Transition from Cruising to Landing
Your cross country is effectively over when you are in the bottom band. Below 2,000’ AGL your only priority is finding a landing site. Do that properly and you will live to fly another day. The exception might be if you run into a good strong thermal BEFORE you commit to your FUST checks on downwind and in any event not below 800’AGL.
Any thermal below 800’ AGL cannot be well formed, the thermal will be broken, you are already low, and trying to circle in those conditions is hazardous at best and potentially dangerous when you should be concentrating on a safe landing at an unfamiliar site.
Some Precautionary Notes
So, once you venture out past that first thermal on an exploratory trip, you may still be low. And just because you are keen to get away, is no reason not to be very awake to the real chance of having to land out only a very short distance from home.
Once I was caught out low and too far out to get back from an airfield in NSW I had only left a few minutes ago. I could see it, but I wasn’t going to get back to it. I had to make a very rapid transition from the cross-country mode of “this will be a pleasant cruise” to a very serious “Where is a safe place to land going to be among all these rocks the size of houses?” Fortunately a thermal saved me the embarrassment of potentially wrecking a very good day, the glider and myself. For starters, I shouldn’t have flown over an area that did not have a landing site available to me.
If all you do on your first foray away from the airfield, it is a good idea to look at the various paddocks under you to assess their size – based only on size could I land there or not? You will not be able to make an accurate landing site assessment much above 1,500’ anyway. Once you are above say 3,000’ you can relax a bit if the thermals are aplenty and you are on the way to better heights. All this is pretty comfortable and more so if the airfield is within “final glide” home. Make sure you look back to check that assumption though! Then go back to the thermal and keep going.

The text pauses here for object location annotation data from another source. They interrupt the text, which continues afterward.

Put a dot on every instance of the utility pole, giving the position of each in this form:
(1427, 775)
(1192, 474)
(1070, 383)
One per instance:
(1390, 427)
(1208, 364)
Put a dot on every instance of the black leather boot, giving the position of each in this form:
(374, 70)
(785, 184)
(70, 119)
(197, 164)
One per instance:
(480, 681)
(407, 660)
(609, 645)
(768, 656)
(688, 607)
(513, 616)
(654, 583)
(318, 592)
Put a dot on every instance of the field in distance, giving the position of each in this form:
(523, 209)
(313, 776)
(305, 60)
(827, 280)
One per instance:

So if you are on the way up to cloud base, things should stay pretty comfortable and if all is really bright, you can fly under a street or line of clouds given of course that they line up with your route. First time out it may be best to go with the cloud streets. The darkest patch under any cloud is generally the part with the most cloud above it and hence the greatest lift going into it. And of course, the spaces between clouds is where the sink is.
Keep looking at the clouds around you. They can grow very quickly and die just as fast. Aim for the ones that seem to be growing – these may be the days without any formed streets. Watch out for groups of Cumulus clouds that are starting to tower. Generally one of a bunch will start to grow and then start to suck its neighbours into it. Stay away from any rain, it will degrade your glide ratio by as much as half – so from 38:1 to 20:1 and less. The rain goes down and so does the air around it!
Rain clouds can develop in a matter of a few minutes, and in the worst cases, become Cumulo Nimbus, rising to 30 – 40,000’. You must give these clouds the widest of possible berths – 20KM is appropriate. They have been known to destroy airliners: their up- and down-drafts are fierce and violent. A glider will have no chance.
Even though there are many navigation and gliding aids, never lose sight of where you are in relation to the ground and your direction back to the airfield should always be instinctive. Never let the technology do everything, it can and does fail. One day your super smart phone will turn itself off or refuse to play.
The other awareness is of yourself. If the game changes and you are low with no thermals present and having to land, you will be under some real stress. If you appreciate the circumstances have changed, that is a good start. Take a good drink of water – that will hydrate you and also give you a short mental spell. Take some deep breaths and go through a quick relax of your arms and legs. This will take all of 5 – 10 seconds then you can go back to flying safely and thinking clearly.